La guerre en Ukraine avait déclenché le départ – choisi ou forcé – de nombreuses entreprises opérant en Russie. Parmi elles, Decathlon avait annoncé dès le mois de mars 2022 qu’il était "amené à suspendre l’exploitation de ses magasins" en raison des difficultés d’approvisionnement. En octobre 2023, l’enseigne d’articles de sports et de loisirs cède ses 60 magasins à un repreneur russe, Desport. L’histoire s’arrête officiellement ici, mais en coulisses Decathlon aurait en réalité continué à approvisionner la Russie via "un système opaque" mis au jour par une enquête du média en ligne Disclose, publiée mardi 19 décembre.

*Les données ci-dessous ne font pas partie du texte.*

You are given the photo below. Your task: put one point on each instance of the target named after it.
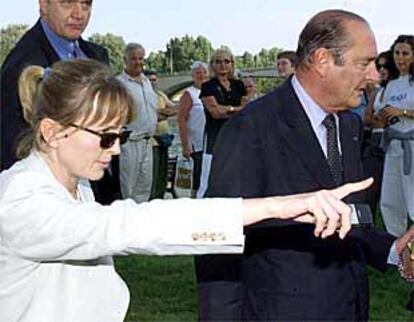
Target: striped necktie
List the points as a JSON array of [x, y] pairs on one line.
[[334, 158]]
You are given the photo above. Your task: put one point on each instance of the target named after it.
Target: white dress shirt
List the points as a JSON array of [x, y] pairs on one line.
[[55, 251], [316, 115]]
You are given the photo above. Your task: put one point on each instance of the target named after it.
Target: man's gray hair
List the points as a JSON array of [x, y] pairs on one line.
[[326, 29], [132, 46]]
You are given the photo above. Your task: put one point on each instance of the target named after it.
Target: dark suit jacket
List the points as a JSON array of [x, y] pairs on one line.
[[288, 274], [34, 49]]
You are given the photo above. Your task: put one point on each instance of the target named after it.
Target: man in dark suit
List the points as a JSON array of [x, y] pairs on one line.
[[55, 36], [281, 144]]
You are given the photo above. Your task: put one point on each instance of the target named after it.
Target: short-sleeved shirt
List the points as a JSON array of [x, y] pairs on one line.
[[232, 97]]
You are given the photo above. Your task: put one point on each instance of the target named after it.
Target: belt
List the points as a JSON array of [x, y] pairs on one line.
[[139, 137], [393, 134]]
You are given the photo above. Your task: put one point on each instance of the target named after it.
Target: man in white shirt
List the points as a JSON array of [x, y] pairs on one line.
[[136, 154]]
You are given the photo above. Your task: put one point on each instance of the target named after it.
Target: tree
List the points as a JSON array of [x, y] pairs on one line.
[[9, 36], [115, 46]]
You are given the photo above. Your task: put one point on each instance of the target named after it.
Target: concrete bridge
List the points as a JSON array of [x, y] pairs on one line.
[[171, 84]]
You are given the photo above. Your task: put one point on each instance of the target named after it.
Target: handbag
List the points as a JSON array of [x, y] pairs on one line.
[[184, 176], [164, 140]]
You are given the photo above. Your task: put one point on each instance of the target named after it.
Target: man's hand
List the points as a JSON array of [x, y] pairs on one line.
[[405, 249], [323, 208]]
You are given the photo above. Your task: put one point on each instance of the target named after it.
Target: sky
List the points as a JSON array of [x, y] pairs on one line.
[[243, 25]]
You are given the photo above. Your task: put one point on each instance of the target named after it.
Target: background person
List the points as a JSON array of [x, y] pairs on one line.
[[222, 97], [56, 242], [373, 154], [136, 162], [251, 90], [55, 36], [191, 121], [162, 139], [286, 63], [397, 195]]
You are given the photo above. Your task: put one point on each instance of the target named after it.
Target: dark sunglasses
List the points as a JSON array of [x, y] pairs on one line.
[[107, 139], [379, 66], [225, 61]]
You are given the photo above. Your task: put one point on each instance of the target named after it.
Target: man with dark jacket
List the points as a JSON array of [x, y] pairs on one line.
[[56, 36], [299, 138]]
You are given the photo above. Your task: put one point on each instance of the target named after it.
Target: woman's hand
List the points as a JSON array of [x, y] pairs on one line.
[[187, 152], [389, 112], [405, 250], [323, 208]]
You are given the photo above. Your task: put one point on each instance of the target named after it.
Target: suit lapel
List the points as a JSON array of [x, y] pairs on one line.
[[298, 133], [49, 52]]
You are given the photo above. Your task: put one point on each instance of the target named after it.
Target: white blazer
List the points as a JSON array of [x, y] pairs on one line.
[[55, 251]]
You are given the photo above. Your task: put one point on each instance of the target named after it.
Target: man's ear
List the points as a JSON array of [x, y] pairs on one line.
[[43, 7], [322, 61], [51, 132]]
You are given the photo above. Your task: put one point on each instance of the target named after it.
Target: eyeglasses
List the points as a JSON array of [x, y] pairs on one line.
[[224, 61], [107, 139], [68, 4], [379, 66]]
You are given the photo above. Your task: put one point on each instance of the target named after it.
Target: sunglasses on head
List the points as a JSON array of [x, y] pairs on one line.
[[223, 61], [107, 139]]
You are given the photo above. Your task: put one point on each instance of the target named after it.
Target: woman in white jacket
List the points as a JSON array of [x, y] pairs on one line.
[[56, 242]]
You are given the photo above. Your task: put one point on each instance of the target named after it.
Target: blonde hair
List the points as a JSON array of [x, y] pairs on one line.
[[220, 53], [81, 91]]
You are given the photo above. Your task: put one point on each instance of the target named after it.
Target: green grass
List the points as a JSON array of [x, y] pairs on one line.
[[163, 289]]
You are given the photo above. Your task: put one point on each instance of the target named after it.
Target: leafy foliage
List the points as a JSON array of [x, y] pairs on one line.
[[115, 46], [9, 36]]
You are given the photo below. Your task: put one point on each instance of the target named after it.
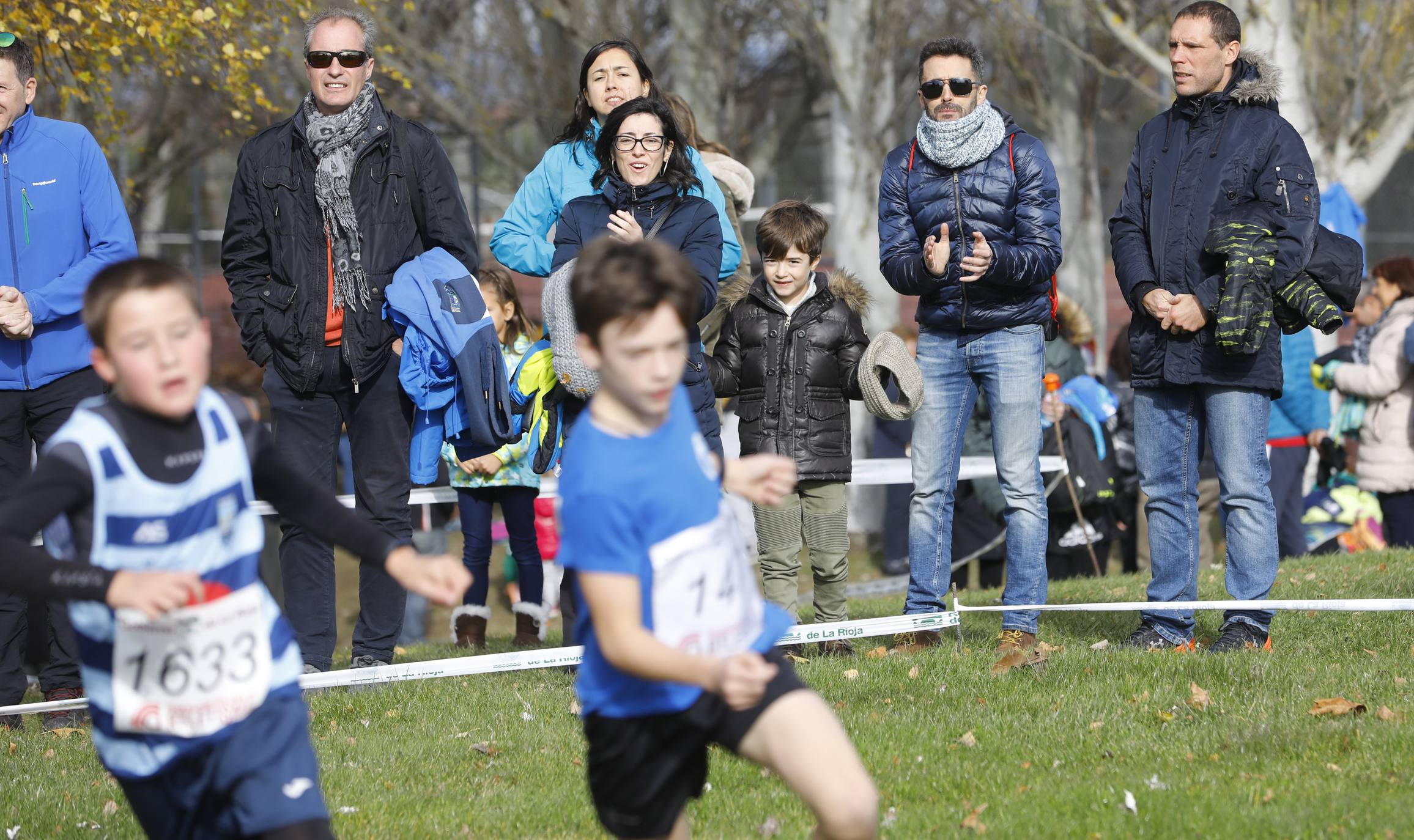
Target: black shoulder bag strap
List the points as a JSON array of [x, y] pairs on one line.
[[658, 225], [415, 188]]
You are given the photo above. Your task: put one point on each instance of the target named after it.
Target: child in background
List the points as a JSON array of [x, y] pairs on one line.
[[502, 477], [790, 351]]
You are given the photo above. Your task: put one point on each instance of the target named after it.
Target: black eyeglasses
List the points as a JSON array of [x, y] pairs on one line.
[[627, 143], [323, 58], [934, 88]]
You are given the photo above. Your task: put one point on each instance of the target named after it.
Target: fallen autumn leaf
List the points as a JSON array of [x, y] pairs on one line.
[[1198, 699], [1335, 706]]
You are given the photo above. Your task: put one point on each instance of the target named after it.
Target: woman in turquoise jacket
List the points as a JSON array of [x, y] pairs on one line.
[[613, 73]]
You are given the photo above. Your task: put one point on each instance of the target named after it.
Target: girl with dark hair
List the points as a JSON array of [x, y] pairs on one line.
[[646, 183], [1383, 377], [611, 74], [500, 478]]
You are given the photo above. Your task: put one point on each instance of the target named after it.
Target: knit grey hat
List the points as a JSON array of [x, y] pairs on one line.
[[559, 323], [886, 357]]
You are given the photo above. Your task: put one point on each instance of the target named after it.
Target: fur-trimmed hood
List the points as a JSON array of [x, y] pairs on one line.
[[842, 285], [736, 179], [1259, 79]]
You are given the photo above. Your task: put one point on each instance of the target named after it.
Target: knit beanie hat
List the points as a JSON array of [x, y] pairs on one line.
[[886, 357]]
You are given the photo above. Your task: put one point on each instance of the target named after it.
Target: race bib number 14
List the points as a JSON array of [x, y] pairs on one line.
[[705, 590], [194, 671]]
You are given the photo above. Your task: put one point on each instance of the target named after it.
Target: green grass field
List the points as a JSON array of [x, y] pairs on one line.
[[1055, 750]]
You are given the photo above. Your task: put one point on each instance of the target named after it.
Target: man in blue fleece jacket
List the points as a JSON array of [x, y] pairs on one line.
[[64, 219]]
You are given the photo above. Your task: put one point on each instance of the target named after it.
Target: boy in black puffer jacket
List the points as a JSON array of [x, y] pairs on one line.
[[790, 351]]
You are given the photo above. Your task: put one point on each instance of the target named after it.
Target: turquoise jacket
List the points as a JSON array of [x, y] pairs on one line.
[[515, 462], [519, 238]]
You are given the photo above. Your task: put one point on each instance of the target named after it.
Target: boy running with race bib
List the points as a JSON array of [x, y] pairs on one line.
[[190, 668], [678, 639]]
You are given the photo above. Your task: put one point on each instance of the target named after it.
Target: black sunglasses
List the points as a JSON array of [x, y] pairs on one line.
[[934, 88], [323, 58]]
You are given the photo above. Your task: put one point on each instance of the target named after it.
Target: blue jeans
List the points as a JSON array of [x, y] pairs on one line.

"Decathlon a mis en place un vaste système de dissimulation de ses exportations dans le cadre d’un contrat d’approvisionnement signé avec Desport pour un montant d’au moins 12 millions de dollars. Au cœur de cette manœuvre aux marges de la légalité, on trouve les plus hautes instances du groupe français, une société-écran domiciliée à Dubaï ainsi qu’une filiale de la marque basée dans le paradis fiscal de Singapour", résume l’enquête de Disclose qui s’appuie sur des documents internes à l’entreprise, des vidéos en sources ouvertes et les témoignages d’anciens salariés.
1,2 million de produits écoulés
La marque française aurait utilisé une de ses filiales domiciliée à Singapour pour passer commande dans ses usines en Asie. La marchandise aurait ensuite transité par une société-écran à Dubaï avant d’atterrir à Moscou. 1,2 million de produits auraient ainsi été écoulés. "Malgré toutes les difficultés, les six premières livraisons ont passé la douane et sont arrivées au CAC [Centre d’approvisionnement continental] de Moscou", se réjouit une employée de Desport, auparavant salariée de Decathlon Russie, dans un e-mail adressé à ses anciens collègues, le 2 novembre dernier, consulté par Disclose.
Contacté par Novethic, Decathlon explique que pour finaliser la transaction avec le repreneur russe, "il a été conclu – conformément aux réglementations locales et internationales en vigueur – de procéder pour une durée limitée, à la fourniture d’une quantité déterminée de produits pour accompagner le repreneur et le lancement de son activité en préservant ainsi les emplois des ex-équipiers". Et de préciser que "depuis octobre 2023, Decathlon n’opère plus aucun magasin, n’emploie aucun salarié et ne détient aucune participation dans des entreprises en Fédération de Russie".
Risques de sanctions
Le groupe Mulliez, propriétaire de Decathlon, est l’un des rares groupes français à avoir maintenu ses activités en Russie. Il y a notamment conservé Auchan et Leroy Merlin. Une enquête publiée en début d’année dans Le Monde, révélait que plusieurs produits de ces deux magasins alimentaient l’armée russe sur le front. "On a découvert que plusieurs produits d’Auchan étaient acheminés par des associations caritatives sur le front. Ces collectes avaient eu lieu devant les caisses d’Auchan, avec l’aide de leurs membres de la sécurité. Une d’elles montre l’implication de certains hauts employés dans cette collecte" expliquait alors à Novethic Asia Balluffier, l’une des trois journalistes à l’origine de ces révélations.
Pour les entreprises qui choisissent de rester dans des pays controversés, les risques sont multiples tant sur le plan réputationnel que juridique. Le cimentier Lafarge vient ainsi de faire l’objet de poursuites de la part de 430 Américains d’origine yézidie qui l’accusent d’avoir financé "et encouragé" les actes de terrorisme de l’État islamique en Syrie. Dans le cas de la Russie, les entreprises s’exposent aussi à des sanctions en cas de violation des mesures restrictives imposées par l’Union européenne. Le continent vient d’ailleurs d’approuver un douzième train de mesures qui rendent de plus en plus compliqués les échanges avec Moscou.